僕に呪い装備を押し付けたサイード、ムルジャーナ、アサーラについては触れなかった。もう会うこともないからである。
「つまりそのシャザーという女の人に、お兄ちゃんは体を許しているわけだね」
「レイラ、人聞きの悪いことをいわないで」
強く否定できないところが悲しかった。
「ほうほう。話を伺った限り、ハリールという男は主に仕える道化師のようなものでしょうか」
「はい、大体そのようなものです」
「バラカも適当に頷かないで」
そうして、僕たちは冒険者ギルドに入った。
「ファ! ハ! ド! く……、ん?」
シャザーはいつものように僕の方へ駆け寄り、僕の背後で佇む見慣れない存在に硬直した。
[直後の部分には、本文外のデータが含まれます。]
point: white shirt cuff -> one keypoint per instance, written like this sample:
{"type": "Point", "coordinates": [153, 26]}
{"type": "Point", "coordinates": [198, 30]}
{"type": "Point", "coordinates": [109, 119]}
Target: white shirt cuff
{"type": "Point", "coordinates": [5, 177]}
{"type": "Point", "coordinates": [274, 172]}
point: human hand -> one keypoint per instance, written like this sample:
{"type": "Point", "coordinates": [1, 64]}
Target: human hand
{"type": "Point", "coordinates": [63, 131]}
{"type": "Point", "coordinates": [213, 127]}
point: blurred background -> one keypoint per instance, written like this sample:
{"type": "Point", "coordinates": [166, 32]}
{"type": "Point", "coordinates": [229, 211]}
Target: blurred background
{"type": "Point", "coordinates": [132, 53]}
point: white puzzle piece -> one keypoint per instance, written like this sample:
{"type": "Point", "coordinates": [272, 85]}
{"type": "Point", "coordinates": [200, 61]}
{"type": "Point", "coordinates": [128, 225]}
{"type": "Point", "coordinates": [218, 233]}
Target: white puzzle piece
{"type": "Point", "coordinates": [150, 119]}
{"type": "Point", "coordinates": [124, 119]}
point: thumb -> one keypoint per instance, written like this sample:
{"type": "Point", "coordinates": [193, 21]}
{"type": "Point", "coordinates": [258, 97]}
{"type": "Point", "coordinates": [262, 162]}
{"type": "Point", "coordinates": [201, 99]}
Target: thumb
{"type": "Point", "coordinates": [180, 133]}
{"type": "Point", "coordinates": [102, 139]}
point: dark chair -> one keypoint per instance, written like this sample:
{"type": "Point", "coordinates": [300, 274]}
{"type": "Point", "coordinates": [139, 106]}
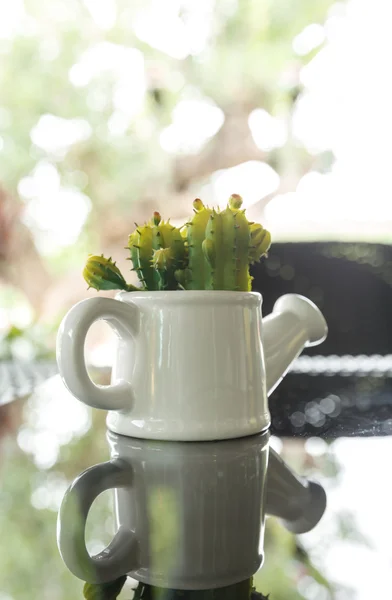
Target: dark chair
{"type": "Point", "coordinates": [344, 386]}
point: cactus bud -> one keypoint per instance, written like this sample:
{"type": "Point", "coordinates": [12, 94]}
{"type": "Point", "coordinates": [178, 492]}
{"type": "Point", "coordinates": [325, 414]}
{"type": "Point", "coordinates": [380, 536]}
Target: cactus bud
{"type": "Point", "coordinates": [260, 241]}
{"type": "Point", "coordinates": [235, 202]}
{"type": "Point", "coordinates": [156, 218]}
{"type": "Point", "coordinates": [102, 274]}
{"type": "Point", "coordinates": [198, 205]}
「えっと、こちらはバラカの遠い親戚のカミールとレイラです。冒険者になりたくて、外の世界からやって来たそうです」
「ああ、バラカのお知り合いね。どことなく雰囲気が似ているわ」
「お初にお目にかかります。カミールと申します」
カミールは爽やかな笑みを添えて挨拶した。
(カミールは特に助け舟を出す必要はなさそうかな)
「ファハド様、今私とカミール兄さんを比べませんでしたか?」
「いやいや、そんなことしないよ」
実はちょっぴりバラカと対比していた。
「こっちの子がレイラちゃんだったかしら」
「そう。あなたが噂のシャザー?」
「あら、どんな噂になっているのかしら」
シャザーは普段と少し違い、優しいお姉さん風なしゃべり方をした。
「ファハド君、知っていると思うけど、冒険者ギルドへ登録できるのは十五歳からよ」
シャザーは僕の方へ向き直っていった。
「いや、レイラはどう見ても十五歳じゃないですか」
「え? だってどう見ても十二歳くらい――」
その瞬間、レイラの頭上に『ゴゴゴゴゴ』という文字が浮かんでいるように見えた。
(まずい、怒ってる……!)
レイラはうがーと吠えながら、シャザーの懐に潜り込んだ。
そのままガシっとシャザーの両胸を鷲掴みにした。
「これなの!? この脂肪の塊がそんなに偉い!?」
「ちょ、ちょっと、いたた……!」
「何よ、こんな少し大きいくらいで……、バラカお姉さまと同じくらいのくせに……、うわーん!」
レイラはシャザーを解放して、バラカの胸に飛び込んだ。
「よしよし、いい子ですね」
バラカはレイラを優しく抱擁した。
「ふぅ、凄い力ね。あの子、本当に十五歳なの?」
レイラの力の片鱗を身をもって味わったシャザーは、納得した様子だった。
「はい、だからいってるじゃないですか」
「それにしても、いきなりおっぱいを揉んでくるなんて、どういう教育を受けてきたのかしら。下着もずれちゃったわ」
(いきなりおっぱいを押し当ててくるシャザーさんの口からその言葉が!?)
僕は自身の耳を疑いそうになった。
「ブラジャーとか付けていないでしょうし、わからないんじゃないですか? あとでそれとなく注意しておきます」
(僕もよく知らないけど)
「よっ」
落ち着いた頃合いを見計らって、ハリールが顔を見せた。
「ハリール、居たなら声かけてよ」
カミールとレイラに紹介できていないので、完全な二度手間である。
「まだ俺の出る幕じゃないと思ってな」
ハリールは鼻を擦りながらいった。
「前にもこんなことあったよね。もしかして人見知りなの?」
「おいおい、違うぞ。俺の信念は機が熟すのを待つだからな。相手の会話内容や仕草を観察して、興味がありそうな話題をしっかりと準備してから声をかけるんだ」
「ふーん。でも、ハリールから実のある話を聞いた記憶がないんだけど」
「よーく思い出してみろ、一つくらいはあるだろ?」
「実のない話をしている自覚はあったの!?」
冗談のつもりでいったが、まさかハリール本人から自白するとは思わなかった。
「よーし、それなら一つ実のある話をしよう」
ハリールは改まった感じでいった。